Well, yeah, clergy need to meet member's expectations that what they see is what they get. But Steinlauf calls himself gay rather than bisexual -- even though he admits that his 20-year marriage "shared a love so deep and real."
Ellen McCarthy of the Post was all ready for me. Well, not me specifically, but me and everyone else who questions how coming-out stories are news anymore. Her 969-word apologia -- longer than the original article -- makes a couple of subjective arguments:
[W]hen a rabbi tells his congregation he is gay, it makes news. When a principal comes out to his students, it’s news. When a former child actor tells Oprah she has a girlfriend, as Raven-Symone did on a show that aired this weekend, it’s picked up on gossip sites around the Web.
We still care, apparently. And LGBT activists say we probably will care for a long time to come — and that it’s probably a good thing.

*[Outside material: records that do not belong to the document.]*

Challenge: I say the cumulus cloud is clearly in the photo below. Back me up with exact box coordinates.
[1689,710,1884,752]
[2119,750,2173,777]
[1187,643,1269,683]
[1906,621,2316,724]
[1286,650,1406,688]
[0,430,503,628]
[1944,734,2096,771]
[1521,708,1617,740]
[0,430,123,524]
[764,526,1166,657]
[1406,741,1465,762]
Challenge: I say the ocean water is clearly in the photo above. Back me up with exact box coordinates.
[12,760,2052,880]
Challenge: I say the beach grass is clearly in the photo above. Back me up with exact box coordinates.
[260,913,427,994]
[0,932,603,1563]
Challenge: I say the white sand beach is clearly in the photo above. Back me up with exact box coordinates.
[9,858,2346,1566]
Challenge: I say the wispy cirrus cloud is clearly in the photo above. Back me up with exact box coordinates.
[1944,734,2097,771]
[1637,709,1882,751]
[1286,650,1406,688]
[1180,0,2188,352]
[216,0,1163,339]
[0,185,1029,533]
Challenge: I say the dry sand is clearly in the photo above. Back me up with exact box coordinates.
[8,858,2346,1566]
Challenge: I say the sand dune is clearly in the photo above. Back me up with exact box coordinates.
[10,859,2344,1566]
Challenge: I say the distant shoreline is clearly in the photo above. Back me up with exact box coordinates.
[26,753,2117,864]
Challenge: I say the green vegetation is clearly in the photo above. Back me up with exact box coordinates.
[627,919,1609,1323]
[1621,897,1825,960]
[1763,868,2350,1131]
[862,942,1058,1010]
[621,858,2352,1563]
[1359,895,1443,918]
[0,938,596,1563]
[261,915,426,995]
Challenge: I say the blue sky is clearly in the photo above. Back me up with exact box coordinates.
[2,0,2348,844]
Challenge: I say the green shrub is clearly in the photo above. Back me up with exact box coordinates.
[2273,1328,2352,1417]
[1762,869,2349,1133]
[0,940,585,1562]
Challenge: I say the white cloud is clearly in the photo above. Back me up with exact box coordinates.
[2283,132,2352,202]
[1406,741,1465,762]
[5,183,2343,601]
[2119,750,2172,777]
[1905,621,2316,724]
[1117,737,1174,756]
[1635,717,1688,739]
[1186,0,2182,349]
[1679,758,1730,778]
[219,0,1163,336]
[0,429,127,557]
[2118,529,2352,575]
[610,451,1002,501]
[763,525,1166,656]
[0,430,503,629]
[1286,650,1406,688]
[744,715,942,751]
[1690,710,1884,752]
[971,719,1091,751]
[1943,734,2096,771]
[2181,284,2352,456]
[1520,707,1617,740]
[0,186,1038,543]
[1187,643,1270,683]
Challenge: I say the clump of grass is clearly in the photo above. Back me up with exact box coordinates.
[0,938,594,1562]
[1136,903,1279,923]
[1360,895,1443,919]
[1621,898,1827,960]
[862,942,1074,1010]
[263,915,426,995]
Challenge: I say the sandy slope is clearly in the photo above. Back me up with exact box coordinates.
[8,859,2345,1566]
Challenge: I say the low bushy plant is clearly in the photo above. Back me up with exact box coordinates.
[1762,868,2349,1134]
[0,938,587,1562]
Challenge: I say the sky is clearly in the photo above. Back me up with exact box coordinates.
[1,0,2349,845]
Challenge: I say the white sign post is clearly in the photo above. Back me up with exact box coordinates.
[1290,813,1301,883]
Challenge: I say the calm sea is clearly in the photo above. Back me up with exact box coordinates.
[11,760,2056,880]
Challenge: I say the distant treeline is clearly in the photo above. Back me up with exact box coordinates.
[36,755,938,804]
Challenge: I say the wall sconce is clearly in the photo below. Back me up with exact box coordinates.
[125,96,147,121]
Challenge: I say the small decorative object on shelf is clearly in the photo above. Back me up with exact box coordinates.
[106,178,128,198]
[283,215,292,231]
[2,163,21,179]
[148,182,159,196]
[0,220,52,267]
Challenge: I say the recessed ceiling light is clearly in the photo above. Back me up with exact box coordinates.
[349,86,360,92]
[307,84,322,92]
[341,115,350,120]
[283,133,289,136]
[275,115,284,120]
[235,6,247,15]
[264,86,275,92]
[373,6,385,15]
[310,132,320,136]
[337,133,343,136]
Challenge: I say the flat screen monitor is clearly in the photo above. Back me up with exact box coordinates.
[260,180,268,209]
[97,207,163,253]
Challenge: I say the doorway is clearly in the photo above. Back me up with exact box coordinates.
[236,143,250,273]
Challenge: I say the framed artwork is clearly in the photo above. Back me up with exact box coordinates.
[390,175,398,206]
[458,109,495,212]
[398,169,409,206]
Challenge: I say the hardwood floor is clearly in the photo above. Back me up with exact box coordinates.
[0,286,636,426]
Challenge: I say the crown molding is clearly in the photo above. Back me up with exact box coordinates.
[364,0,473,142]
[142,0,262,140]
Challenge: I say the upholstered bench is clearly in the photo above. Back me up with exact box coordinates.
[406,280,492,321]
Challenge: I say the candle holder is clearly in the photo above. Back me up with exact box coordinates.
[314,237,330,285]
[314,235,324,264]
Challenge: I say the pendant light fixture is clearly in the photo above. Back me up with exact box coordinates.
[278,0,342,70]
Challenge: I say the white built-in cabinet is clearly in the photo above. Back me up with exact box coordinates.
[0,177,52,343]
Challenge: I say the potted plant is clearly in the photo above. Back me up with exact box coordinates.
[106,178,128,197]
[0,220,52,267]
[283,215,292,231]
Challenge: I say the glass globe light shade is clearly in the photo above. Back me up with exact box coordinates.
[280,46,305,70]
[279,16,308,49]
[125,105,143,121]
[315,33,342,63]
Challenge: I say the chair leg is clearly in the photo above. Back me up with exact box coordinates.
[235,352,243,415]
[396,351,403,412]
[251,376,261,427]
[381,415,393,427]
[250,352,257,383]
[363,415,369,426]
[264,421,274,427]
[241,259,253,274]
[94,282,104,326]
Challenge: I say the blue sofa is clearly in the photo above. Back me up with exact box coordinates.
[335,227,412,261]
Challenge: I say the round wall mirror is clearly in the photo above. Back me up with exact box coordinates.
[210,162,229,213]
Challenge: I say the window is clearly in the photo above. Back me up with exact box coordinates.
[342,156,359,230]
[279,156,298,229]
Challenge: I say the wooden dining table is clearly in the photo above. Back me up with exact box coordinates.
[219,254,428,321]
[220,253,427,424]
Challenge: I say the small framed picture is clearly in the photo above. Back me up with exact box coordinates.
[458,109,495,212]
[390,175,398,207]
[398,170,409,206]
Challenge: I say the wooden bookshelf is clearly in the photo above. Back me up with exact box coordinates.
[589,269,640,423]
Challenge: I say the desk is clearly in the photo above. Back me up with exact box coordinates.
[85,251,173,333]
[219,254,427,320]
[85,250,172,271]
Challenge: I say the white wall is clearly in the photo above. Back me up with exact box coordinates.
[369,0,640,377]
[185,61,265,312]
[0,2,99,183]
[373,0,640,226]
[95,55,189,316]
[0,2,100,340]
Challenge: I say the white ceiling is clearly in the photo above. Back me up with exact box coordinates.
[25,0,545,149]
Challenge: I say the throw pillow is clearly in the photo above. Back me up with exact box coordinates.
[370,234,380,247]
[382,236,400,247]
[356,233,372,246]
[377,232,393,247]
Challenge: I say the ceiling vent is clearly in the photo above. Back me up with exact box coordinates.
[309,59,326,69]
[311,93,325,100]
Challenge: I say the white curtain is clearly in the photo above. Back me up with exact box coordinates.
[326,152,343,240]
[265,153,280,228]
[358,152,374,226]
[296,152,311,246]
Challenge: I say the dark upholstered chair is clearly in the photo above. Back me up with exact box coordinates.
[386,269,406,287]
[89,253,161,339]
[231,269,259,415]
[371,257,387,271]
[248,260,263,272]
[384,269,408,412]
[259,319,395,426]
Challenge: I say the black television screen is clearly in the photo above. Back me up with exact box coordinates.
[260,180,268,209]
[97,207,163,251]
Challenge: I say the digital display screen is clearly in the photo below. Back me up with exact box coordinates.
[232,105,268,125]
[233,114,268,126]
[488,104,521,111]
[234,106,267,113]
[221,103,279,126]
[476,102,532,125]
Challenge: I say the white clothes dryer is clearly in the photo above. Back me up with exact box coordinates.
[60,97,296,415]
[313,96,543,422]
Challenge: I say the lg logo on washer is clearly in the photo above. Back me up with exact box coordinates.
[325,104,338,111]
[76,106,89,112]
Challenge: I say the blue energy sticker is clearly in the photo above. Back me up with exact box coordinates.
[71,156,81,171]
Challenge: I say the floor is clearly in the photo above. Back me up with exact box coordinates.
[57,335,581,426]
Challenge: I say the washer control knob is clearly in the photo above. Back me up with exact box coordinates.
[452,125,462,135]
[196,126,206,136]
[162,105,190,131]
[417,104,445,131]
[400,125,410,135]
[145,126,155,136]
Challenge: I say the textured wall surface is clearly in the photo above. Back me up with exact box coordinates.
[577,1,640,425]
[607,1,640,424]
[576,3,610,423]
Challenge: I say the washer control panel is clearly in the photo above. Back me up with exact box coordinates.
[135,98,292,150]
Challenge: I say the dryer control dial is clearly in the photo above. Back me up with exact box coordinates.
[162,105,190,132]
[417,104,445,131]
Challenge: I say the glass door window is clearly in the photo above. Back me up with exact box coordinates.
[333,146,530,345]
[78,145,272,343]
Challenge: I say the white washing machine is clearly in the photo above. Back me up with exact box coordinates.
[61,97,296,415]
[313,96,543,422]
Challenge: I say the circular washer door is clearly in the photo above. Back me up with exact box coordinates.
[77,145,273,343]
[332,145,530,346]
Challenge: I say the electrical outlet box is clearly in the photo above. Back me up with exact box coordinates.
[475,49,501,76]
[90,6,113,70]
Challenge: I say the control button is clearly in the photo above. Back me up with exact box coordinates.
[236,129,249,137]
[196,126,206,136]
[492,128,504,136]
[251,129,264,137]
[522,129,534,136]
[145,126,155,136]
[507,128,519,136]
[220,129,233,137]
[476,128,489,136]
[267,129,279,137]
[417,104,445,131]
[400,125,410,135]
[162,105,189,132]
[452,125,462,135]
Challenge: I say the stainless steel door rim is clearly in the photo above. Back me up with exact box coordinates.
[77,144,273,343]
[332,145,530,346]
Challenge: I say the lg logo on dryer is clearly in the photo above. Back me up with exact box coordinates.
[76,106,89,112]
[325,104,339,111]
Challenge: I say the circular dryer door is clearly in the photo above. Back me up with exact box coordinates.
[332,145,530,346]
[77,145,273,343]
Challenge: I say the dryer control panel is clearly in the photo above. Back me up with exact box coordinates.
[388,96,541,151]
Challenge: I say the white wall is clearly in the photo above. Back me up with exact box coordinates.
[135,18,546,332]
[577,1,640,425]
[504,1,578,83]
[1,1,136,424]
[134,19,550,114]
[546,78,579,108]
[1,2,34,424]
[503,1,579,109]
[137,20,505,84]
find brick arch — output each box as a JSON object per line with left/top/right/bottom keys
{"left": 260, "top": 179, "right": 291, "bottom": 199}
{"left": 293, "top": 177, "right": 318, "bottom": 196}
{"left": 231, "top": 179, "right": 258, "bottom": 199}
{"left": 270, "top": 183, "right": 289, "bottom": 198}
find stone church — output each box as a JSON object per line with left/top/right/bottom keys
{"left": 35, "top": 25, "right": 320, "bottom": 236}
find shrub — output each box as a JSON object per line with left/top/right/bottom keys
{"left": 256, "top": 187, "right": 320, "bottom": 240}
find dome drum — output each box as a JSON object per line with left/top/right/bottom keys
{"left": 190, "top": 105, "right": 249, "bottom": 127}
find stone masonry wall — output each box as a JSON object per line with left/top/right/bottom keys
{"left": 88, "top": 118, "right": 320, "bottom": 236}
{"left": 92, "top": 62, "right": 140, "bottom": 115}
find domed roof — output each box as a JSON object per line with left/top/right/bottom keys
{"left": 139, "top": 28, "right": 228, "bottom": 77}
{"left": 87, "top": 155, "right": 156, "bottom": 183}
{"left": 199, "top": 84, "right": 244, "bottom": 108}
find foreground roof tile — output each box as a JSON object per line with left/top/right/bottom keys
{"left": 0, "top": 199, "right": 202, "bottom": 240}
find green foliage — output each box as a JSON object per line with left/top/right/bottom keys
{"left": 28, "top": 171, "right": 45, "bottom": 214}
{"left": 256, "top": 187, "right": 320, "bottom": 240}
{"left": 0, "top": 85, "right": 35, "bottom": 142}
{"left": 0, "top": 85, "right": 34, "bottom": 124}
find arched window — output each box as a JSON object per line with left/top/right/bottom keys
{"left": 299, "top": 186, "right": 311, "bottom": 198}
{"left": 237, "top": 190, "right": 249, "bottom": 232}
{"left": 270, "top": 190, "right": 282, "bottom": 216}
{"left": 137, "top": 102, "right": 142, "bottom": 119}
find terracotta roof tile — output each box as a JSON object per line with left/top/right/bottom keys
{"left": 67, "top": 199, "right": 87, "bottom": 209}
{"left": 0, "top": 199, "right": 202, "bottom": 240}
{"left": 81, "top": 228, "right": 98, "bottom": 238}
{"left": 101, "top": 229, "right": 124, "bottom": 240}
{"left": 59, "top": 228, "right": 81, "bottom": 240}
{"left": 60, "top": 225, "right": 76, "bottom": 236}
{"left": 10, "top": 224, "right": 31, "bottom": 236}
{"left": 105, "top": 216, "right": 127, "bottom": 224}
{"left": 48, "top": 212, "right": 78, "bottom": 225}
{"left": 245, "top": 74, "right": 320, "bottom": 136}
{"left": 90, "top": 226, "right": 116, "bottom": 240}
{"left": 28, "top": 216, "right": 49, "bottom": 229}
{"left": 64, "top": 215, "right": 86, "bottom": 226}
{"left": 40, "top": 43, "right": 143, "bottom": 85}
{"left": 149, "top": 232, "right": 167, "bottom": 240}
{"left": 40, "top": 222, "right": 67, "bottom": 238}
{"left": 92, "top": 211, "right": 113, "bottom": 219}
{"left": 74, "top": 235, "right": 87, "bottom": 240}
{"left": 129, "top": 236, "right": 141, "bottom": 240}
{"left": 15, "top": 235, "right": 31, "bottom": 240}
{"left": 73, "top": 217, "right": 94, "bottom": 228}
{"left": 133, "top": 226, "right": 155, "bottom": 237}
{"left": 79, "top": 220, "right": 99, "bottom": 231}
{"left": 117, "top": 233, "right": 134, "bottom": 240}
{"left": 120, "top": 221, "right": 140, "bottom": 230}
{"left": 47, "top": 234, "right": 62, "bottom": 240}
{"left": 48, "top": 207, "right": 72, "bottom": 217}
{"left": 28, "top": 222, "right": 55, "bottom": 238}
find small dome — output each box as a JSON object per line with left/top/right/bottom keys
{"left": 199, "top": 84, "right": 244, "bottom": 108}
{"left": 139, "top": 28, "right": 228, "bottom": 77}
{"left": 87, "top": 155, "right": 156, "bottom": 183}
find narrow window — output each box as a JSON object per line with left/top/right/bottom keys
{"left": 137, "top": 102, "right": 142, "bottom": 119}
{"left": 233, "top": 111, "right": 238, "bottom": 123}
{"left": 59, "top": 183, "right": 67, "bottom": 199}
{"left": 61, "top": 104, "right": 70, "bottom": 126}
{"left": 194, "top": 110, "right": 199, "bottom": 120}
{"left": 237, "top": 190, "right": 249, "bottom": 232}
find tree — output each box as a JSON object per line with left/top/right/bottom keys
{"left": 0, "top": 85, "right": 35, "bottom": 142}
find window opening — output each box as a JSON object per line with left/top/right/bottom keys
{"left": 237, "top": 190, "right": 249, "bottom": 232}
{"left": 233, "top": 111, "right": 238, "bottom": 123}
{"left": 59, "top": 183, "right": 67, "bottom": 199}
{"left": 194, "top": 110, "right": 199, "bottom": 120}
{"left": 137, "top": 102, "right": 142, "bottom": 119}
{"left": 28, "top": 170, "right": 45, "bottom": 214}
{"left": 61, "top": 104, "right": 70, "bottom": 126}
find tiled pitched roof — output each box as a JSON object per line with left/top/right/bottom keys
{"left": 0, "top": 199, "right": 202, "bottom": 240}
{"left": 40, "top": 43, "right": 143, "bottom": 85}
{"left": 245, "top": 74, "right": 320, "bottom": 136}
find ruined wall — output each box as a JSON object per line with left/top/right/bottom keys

“As long as there are people who still can’t accept or acknowledge the fact that LGBT people are everywhere, from all walks of life, all occupations, there will be some sensationalizing whenever someone that you wouldn’t expect to be turns out to be a member of the community,” says Candace Gingrich, associate director for youth and campus engagement at the Human Rights Campaign. “The act of coming out is always going to be important to that individual — unfortunately, it is still a struggle for many.”
In other words, such events are news because the news media report them. And they're important because they're important to the people involved. Uh-huh.
McCarthy asks the editor of a gay newspaper how long it'll be until being gay isn't news:
“I think it’ll be a long time. There are still many areas of American life where people remain deeply closeted, from religion to the sports world to corporate America,” says Kevin Naff, editor of the Washington Blade, which covers gay news. “Hollywood is a great example. There is still a stigma, still a belief that if you’re open it’s going to cost you jobs and cost you opportunities.”
Leaving aside the matter of apples-oranges-pears -- because sports attitudes, corporate cultures and religious doctrines are not equivalent -- Naff's reliance on "stigma" and "belief" is totally speculative. And it's contradicted by 21st century Hollywood. How many people in entertainment over the last decade have lost jobs and opportunities for being gay? Certainly not Ellen DeGeneres or Raven-Symone, mentioned in McCarthy's column. And far fewer, I'll bet, than people similarly penalized in Hollywood for being fundamentalist Christians.
But nothing in McCarthy's column, or Boorstein's for that matter, acknowledges how long homosexuality has been accepted in Conservative Judaism. A committee of its leading rabbis approved ordaining gays in 2006 and wrote a ritual for gay marriage in 2012.
Let's recap: Rabbi says he's gay after years of pro-gay activism, in a synagogue where no dissenters are quoted, whose leaders support him, in a Jewish movement that long ago approved gay rabbis and same-sex marriage. And Washington Post writers -- and their editors -- spend nearly 1,800 words over two days reporting this, then defending their obsession.
And we thought newspapers had to cut back. The Post, at least, must have a lot of leisure to dwell on non-news.